Mas a revolta de quem já vive numa guerra civil há muito tempo e sem perspectivas.

O que acontece hoje por exemplo na Universidade Federal do Rio de Janeiro é a prova do quanto essas pessoas são capazes de suportar, mas que tudo deve ter um limite.

Falo dos faxineiros, copeiros, porteiros, recepcionistas e todos os demais funcionários terceirizados que estão mais uma vez sem receber os seus salários, num jogo de empurra-empurra (da culpa) que estoura sempre do lado mais fraco.

Muitos desses funcionários moram na Maré ou em outras favelas, pois recebem um salário mínimo, e praticamente não há como morar em outro lugar com um salário desses.

O que impressiona, é que nem esse mínimo lhes é garantido.

O que impressiona mais é como conseguem sobreviver sem salário ou herança, e como a sociedade parece fechar os olhos para os seus problemas.

É algo que acontece há muitos anos.

A terceirização é a forma que o capitalismo/neoliberalismo mais desumano encontrou de destruir o serviço público e os direitos trabalhistas. E são inúmeros os casos de empresas responsáveis por esses terceirizados que simplesmente desaparecem em laranjas. Que decretam falência, abrem com outros nomes, ou exploram a mão-de-obra nos limites legais da escravidão e então abandonam o empregado à própria sorte.

Em geral, esses funcionários são absorvidos por outras empresas que vencem novos contratos, depois de passarem alguns meses sem dinheiro nenhum.

O que impressiona então é que ainda tenham disposição para trabalhar nessas condições.

Mas é isso, ou a fome, a mendicância, ou o bolsa-família, caso tenham filhos.

Ou então o tráfico, o assalto à mão armada, as penitenciárias.

Para os que resistem, os que ainda mantêm seus empregos e acordam de madrugada para pegar o trem lotado, demoram duas horas para ir, mais duas para voltar, cumprem jornadas de 10 horas e retornam a uma favela sitiada, sob tiros que vem de todos os lados – da polícia, do exército, dos moradores que não resistiram -, a revolta parece também uma questão de tempo.

A mão invisível do mercado que nos governa estará sempre suja de sangue.

E se há alguma perspectiva, ela ainda parece muito longe das urnas, do impeachment, de qualquer governante.

Mas ainda assim resiste, no levante da Maré, na greve dos garis, dos professores, na conscientização de que a Globo mente, e que suas repórteres boazinhas a caça de buracos nas calçadas de São João do Meriti são um engodo. Nas frentes de resistência que surgem e ainda podem surgir por todos os lados.

A revolução não será televisionada, enquanto não houver a regulamentação da mídia, mas, como disse Bauman, talvez ela já esteja em curso.

+ sobre o tema

Ascensão econômica desde 2003 não modifica valores políticos, diz pesquisa

Estudo mostra que população associa ganhos dos últimos 10...

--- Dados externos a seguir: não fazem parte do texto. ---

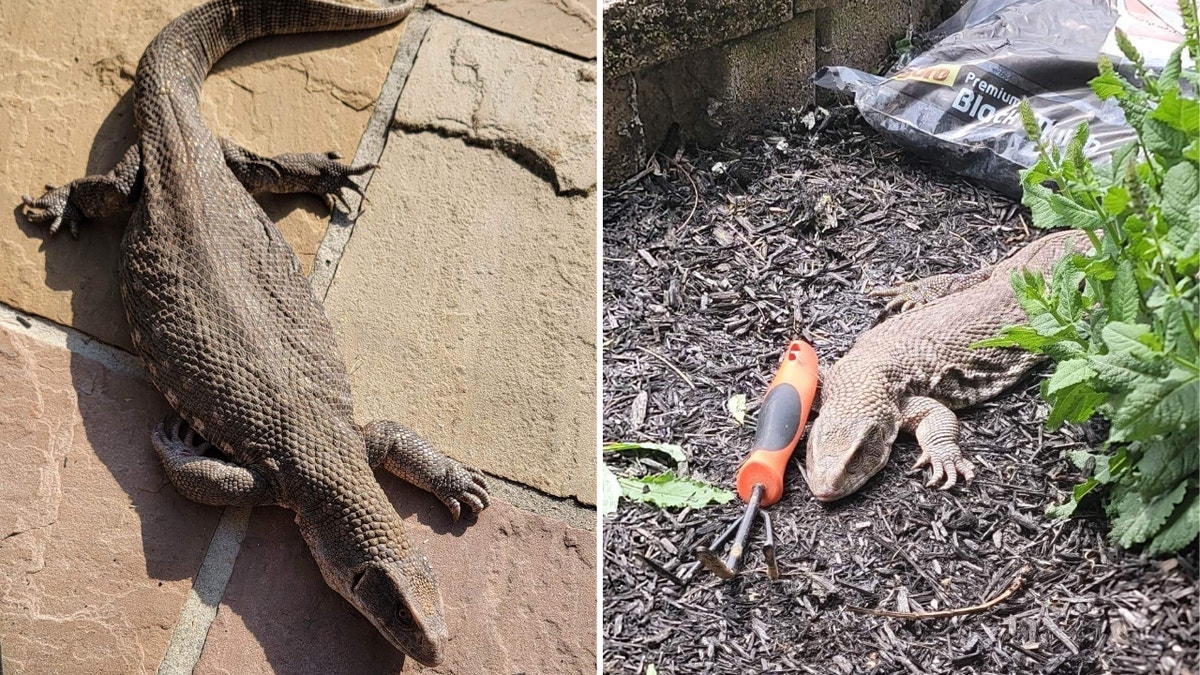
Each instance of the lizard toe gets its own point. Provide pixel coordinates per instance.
(952, 476)
(53, 209)
(937, 476)
(454, 507)
(477, 502)
(922, 461)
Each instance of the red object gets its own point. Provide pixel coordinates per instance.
(785, 410)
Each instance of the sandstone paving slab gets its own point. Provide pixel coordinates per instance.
(66, 111)
(569, 25)
(465, 306)
(537, 105)
(96, 550)
(519, 592)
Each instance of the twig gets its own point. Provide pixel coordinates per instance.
(947, 613)
(695, 193)
(671, 365)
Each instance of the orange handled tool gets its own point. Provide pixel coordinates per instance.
(785, 408)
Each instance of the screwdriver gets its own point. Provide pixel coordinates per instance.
(760, 479)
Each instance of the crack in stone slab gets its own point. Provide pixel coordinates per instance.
(371, 145)
(501, 93)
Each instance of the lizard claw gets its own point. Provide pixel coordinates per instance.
(336, 178)
(462, 485)
(947, 465)
(54, 209)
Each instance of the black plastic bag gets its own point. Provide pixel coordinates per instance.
(958, 101)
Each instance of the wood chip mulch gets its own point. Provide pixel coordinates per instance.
(713, 261)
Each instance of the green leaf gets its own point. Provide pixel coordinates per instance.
(1169, 79)
(1137, 519)
(1131, 53)
(675, 453)
(1164, 141)
(1108, 84)
(667, 490)
(1074, 404)
(1068, 374)
(1181, 530)
(737, 407)
(1181, 114)
(1181, 210)
(1167, 460)
(1030, 121)
(1116, 199)
(1051, 210)
(610, 491)
(1171, 406)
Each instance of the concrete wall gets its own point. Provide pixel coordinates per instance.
(721, 69)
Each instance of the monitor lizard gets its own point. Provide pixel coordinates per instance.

Marcos Coimbra: O “povão” e a nova maneira de avaliar os candidatos

Por Marcos Coimbra, no Correio Braziliense   A...

5 coisas que você deve saber antes de considerar ir morar no exterior

Outro dia compartilhei um texto no Facebook no qual...

Campanha Justiça por Miguel recebe apoio de artistas

Nesta quarta-feira (2), artistas, militantes, ativistas, advogados e familiares...

para lembrar

Pearls Negras conquistam público em turnê europeia

Trio de garotas do Vidigal faz música misturando pop,...

Fica MUF: Museu de Favela está perdendo seu espaço

A ONG Museu de Favela - MUF é uma...

Correspondente de guerra

Todo favelado é correspondente de guerra e, pior, sem...

Curiosidade sobre como vivem pobres alimenta turismo nas favelas

No início do século 20, a curiosidade sobre como vivem os pobres já instigava a elite vitoriana, quando os chamados cidadãos de bem visitavam...

Com poesia e didatismo, “Favela” exala o perfume de uma “flor em resistência”

A Jatropha phyllacantha, flor que nasce no sertão baiano, é o fio (buquê?) condutor para que Adriele Oliveira leve o leitor a um universo...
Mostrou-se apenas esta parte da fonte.